NEW YORK – Citigroup is cutting hundreds of jobs across the company, with the Wall Street giant's investment banking division among those affected.
The cuts amount to less than 1 per cent of Citigroup's 240,000-person workforce, according to people familiar with the matte. Staffers across the firm's operations and technology organisation and US mortgage-underwriting arm are also among those affected.
The routine cuts are part of Citigroup's normal business planning, the people said. There's been no broad mandate for managers to cut staffers; instead, various divisions have been grappling with different reasons for the cuts.
A spokesman for Citigroup declined to comment.
In the technology division, Citigroup has spent billions in recent years upgrading its underlying infrastructure. Chief executive officer Jane Fraser has long said those investments would ultimately allow the bank to reduce its reliance on manual processes.
“As our investment in transformation and control initiatives mature, we expect to realize efficiency as those programs transition from manually intensive processes to technology-enabled ones,” Ms Fraser said in January.
In investment banking, on the other hand, the firm is grappling with an industrywide slowdown in deals. The dearth of activity sparked a 53 per cent drop in revenue from the business last year and analysts are expecting additional declines in the first quarter.

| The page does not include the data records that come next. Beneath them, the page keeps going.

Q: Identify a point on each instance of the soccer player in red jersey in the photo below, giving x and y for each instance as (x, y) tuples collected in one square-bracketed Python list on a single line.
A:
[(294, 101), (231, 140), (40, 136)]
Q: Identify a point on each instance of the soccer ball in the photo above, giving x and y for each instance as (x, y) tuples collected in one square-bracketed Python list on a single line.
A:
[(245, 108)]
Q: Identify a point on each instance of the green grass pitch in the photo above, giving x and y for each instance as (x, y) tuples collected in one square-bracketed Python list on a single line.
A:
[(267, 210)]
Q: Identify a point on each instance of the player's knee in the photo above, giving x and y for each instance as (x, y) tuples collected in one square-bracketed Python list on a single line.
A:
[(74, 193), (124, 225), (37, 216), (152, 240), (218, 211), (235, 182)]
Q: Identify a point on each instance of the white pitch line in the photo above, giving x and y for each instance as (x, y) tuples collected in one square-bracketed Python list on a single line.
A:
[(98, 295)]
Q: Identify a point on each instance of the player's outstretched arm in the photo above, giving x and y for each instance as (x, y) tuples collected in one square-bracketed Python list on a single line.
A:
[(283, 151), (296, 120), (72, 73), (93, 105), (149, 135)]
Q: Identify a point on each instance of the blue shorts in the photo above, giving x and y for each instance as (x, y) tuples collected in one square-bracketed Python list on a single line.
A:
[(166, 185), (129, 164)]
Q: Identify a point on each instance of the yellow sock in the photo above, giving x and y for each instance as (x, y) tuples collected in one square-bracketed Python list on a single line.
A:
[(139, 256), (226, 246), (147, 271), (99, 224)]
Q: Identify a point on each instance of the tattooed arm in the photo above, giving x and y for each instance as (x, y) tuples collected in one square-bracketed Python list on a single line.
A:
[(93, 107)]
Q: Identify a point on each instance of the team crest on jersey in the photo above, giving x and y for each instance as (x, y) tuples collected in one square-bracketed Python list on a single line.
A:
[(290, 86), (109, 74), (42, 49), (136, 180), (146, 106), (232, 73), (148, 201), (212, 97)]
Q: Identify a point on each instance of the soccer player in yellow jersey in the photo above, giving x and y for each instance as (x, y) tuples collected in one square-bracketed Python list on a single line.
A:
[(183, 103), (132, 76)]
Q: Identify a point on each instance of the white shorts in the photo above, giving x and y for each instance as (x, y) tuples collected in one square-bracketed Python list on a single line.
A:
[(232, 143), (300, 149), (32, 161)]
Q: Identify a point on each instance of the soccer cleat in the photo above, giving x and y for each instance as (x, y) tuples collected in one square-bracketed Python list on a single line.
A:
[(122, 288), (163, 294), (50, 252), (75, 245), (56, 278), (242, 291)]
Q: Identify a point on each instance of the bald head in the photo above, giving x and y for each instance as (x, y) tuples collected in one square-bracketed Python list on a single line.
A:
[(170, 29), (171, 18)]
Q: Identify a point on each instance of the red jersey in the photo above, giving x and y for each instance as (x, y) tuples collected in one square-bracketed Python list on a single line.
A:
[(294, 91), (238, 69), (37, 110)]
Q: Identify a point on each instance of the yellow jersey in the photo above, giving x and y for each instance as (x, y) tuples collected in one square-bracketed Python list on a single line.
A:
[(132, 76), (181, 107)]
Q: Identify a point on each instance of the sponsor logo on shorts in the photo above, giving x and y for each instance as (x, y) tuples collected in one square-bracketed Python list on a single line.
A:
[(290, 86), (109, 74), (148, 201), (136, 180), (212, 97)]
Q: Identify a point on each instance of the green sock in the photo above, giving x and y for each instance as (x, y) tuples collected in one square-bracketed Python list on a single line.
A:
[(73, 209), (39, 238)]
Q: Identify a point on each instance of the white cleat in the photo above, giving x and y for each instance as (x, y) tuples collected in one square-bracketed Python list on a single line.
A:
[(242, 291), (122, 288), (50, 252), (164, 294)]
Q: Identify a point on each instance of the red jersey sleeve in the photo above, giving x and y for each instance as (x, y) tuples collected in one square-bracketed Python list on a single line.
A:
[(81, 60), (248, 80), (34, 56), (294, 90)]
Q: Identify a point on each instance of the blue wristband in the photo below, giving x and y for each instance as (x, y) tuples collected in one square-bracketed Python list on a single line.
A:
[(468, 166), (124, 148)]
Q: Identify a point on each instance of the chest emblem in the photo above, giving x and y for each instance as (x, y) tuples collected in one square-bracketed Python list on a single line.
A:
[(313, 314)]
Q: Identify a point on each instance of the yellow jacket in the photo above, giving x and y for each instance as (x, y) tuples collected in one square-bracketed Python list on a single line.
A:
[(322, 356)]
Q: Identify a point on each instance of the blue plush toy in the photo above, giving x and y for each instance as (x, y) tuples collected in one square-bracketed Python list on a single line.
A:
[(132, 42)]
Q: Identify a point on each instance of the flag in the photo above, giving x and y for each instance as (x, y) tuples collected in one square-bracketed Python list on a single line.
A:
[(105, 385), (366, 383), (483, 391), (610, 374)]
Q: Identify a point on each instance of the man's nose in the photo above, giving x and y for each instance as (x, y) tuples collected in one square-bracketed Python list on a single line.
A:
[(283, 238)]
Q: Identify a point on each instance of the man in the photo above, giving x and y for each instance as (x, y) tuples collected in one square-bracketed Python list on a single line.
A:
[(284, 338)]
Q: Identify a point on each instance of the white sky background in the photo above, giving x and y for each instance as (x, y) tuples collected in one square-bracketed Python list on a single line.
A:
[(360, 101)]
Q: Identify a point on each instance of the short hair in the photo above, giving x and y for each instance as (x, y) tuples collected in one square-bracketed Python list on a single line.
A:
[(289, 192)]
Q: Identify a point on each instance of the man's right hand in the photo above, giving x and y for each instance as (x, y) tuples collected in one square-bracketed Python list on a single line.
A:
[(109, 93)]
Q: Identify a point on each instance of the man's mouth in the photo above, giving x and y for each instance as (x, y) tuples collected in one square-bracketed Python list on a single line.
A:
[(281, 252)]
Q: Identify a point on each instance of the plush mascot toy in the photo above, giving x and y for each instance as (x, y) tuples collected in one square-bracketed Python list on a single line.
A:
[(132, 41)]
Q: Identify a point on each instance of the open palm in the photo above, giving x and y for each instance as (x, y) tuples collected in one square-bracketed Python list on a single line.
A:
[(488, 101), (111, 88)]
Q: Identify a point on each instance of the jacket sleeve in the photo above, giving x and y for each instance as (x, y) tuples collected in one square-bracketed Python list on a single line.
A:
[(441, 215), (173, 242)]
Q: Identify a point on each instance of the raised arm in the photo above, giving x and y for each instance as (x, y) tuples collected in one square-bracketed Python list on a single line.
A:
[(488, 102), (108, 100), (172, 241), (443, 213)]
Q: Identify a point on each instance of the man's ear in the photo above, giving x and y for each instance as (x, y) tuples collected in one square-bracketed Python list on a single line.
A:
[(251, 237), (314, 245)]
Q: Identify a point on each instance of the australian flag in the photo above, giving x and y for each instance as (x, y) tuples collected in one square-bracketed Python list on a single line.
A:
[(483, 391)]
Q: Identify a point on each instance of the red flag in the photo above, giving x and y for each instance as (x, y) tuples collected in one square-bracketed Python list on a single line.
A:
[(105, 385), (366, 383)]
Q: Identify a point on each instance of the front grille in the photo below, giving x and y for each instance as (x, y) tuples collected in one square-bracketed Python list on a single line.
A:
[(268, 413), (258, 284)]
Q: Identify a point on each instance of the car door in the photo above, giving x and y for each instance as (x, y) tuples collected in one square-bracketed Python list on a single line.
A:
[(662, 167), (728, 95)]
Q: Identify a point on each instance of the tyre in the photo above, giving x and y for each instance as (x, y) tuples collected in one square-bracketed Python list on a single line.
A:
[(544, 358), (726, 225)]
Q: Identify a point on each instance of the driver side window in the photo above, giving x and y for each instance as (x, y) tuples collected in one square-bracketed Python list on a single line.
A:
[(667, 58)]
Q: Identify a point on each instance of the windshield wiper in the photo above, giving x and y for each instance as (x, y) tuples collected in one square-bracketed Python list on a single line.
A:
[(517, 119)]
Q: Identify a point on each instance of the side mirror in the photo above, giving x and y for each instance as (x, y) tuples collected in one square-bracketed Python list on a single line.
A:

Citigroup's recent moves in its mortgage division come after the bank already dismissed dozens of staffers last year. Mortgage demand has dropped in recent months amid rising prices and a rapid increase in mortgage rates.
“We're actively hiring to execute against our strategy, but we're also re-pacing where that makes sense in light of the environment that we're in,” chief financial officer Mark Mason said in January. “We're constantly combing talent and making sure we've got the right people in the right roles, and, where necessary to restructure, we do that as well.”